Człowiek, który – z szacunku dla dziennikarzy – zwraca się do nich językiem, który ma nie urazić ich ateistycznych czy agnostycznych uczuć, a swoich rodaków prosi, by zamiast przyjeżdżać na inaugurację pontyfikatu, zaoszczędzone środki przeznaczyli na ubogich. Jest to papież, który – dzięki swojemu stylowi życia – będzie trafiał na czołówki mediów. A to dlatego, że sam zadzwoni do generała jezuitów, czym wprowadzi w szok portiera, albo uzna, że nie będzie nosił czerwonej pelerynki, którą przez wieki nosili jego poprzednicy, bo „karnawał już się skończył”.

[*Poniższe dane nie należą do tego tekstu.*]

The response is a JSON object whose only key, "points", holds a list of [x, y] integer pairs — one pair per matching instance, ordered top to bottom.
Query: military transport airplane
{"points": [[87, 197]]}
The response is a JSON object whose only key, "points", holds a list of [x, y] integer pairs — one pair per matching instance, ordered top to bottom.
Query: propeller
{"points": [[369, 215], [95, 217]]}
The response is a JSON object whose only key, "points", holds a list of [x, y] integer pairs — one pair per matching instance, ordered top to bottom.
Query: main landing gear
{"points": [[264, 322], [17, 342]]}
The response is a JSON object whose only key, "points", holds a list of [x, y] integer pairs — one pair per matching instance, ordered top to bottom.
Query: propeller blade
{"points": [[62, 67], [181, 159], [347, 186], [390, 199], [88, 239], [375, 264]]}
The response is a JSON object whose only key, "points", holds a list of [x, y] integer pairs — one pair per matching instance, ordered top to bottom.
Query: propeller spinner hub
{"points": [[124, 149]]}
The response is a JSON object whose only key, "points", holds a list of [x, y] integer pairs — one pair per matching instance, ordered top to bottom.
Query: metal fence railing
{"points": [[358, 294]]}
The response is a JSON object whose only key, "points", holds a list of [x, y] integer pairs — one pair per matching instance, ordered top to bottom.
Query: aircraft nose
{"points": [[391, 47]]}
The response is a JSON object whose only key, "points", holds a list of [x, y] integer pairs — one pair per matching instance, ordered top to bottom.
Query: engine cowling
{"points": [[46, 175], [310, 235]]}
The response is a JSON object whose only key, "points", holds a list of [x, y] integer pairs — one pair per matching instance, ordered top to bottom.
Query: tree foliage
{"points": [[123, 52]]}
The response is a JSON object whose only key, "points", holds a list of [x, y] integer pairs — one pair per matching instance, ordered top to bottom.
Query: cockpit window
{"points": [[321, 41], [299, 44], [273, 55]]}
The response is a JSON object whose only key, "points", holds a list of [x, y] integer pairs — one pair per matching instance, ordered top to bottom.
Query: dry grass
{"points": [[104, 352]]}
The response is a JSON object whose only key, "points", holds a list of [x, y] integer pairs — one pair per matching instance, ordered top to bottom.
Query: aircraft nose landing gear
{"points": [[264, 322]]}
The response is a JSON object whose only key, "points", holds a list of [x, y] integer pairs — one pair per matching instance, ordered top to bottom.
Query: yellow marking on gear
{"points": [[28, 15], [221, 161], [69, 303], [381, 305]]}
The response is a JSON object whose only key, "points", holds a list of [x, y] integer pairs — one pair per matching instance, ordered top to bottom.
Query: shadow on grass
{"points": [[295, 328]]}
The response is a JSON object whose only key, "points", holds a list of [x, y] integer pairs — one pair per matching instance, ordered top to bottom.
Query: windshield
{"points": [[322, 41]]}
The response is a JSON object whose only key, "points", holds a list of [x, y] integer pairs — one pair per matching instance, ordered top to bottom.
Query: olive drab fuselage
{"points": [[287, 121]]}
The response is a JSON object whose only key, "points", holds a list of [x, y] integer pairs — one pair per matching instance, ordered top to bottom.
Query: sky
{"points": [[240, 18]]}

Dyżurni krytycy papiestwa mogliby choć na chwilę zamilknąć i cieszyć się „wyśnionym papieżem” na wzór Jana Pawła I czy Jana XXIII. Ale nic z tego. Czujni obyczajowi rewolucjoniści już odkryli, że papież Franciszek nic nie zmieni i że całe jego zachowanie to tylko medialna szopka. Co innego, gdyby zdecydował się zlikwidować strukturę administracyjną Watykanu, rozwiązać nuncjatury apostolskie (takie postulaty już sformułował Tadeusz Bartoś), wtedy może zostałby uznany za „swojaka”. Albo – co w swojej analizie włoskich gazet sugeruje Jarosław Mikołajewski z „Gazety Wyborczej” – gdyby choć zrezygnował z przypominania o istnieniu szatana, wtedy też można by go uznać za dobrego. A tak, to wygląda, że on w złego ducha wierzy, a to przecież wstyd i średniowiecze.

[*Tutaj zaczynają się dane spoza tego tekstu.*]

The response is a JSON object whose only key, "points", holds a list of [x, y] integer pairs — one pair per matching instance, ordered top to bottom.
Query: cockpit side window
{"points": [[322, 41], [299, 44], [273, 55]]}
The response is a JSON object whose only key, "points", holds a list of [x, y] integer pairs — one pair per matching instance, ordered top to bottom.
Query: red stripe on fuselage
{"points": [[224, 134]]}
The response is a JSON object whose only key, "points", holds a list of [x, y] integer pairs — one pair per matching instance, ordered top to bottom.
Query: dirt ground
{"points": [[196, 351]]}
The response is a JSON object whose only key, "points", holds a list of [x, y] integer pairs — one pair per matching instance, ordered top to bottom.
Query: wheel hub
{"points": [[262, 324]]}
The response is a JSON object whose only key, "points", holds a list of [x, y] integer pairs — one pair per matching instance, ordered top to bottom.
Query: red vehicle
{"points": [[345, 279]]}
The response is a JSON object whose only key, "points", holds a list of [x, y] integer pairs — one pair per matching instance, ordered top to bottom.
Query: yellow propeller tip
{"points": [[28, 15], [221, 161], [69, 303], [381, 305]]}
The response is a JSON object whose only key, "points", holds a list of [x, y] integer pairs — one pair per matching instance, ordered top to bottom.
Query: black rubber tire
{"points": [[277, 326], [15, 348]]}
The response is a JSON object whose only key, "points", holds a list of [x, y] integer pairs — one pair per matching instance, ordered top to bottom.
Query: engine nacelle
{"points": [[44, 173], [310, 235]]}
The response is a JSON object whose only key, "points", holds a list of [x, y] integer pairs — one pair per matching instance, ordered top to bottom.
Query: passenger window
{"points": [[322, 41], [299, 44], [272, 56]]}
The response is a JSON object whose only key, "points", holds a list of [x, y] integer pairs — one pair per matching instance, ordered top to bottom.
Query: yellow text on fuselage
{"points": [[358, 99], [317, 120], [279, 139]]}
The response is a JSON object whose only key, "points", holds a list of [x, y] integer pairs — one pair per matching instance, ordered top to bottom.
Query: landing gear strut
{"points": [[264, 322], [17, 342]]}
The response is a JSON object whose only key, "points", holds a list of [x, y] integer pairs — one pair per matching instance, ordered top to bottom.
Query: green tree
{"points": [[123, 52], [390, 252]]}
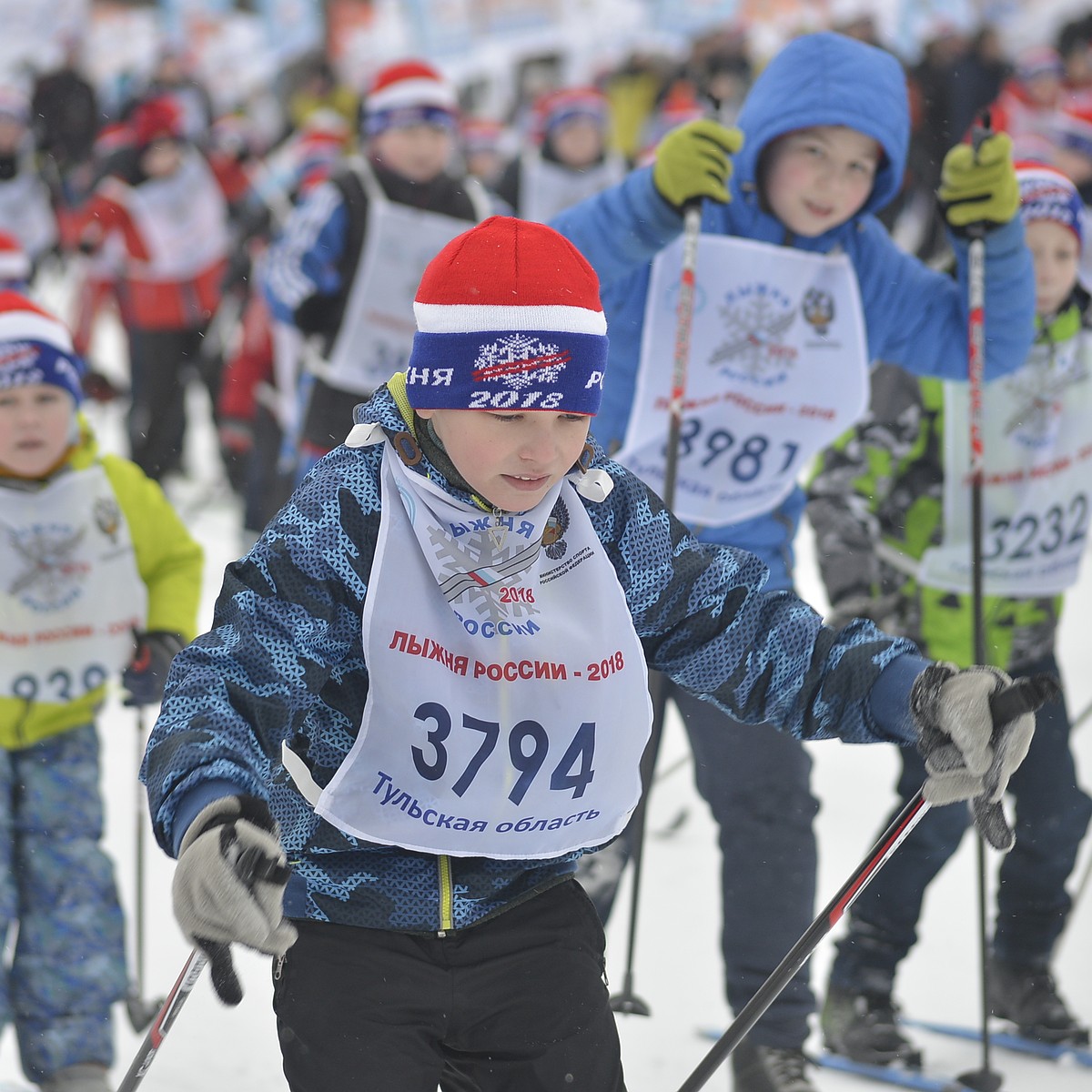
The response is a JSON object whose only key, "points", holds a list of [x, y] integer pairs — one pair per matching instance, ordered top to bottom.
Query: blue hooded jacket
{"points": [[915, 316]]}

I w sumie trudno się temu nawet jakoś szczególnie dziwić. Franciszek jest przecież – i to niezależnie od tego, czy odrzuci jakieś zwyczaje albo szaty z papieskich szaf – wciąż Następcą św. Piotra i Zastępcą Jezusa Chrystusa, widzialną głową Kościoła. A jako taki będzie przypominał te same prawdy o Jezusie Chrystusie jedynym zbawicielu ludzkości i szatanie, który wciąż na nas czyha (co już zresztą kilkakrotnie podkreślał), a dodatkowo bronić będzie wartości, których zniszczenie lewica wypisała na swoich sztandarach. Ot, choćby godności życia od poczęcia, którego – co w 2005 roku w homilii podkreślał kard. Jorge Maria Bergoglio – chrześcijanie mają bronić, choćby skazywano ich na śmierć. I z tej perspektywy to, czy papieżem jest Franciszek, Benedykt, Jan Paweł czy Pius, nie ma znaczenia. Zawsze jest to taki sam przeciwnik cywilizacji śmierci.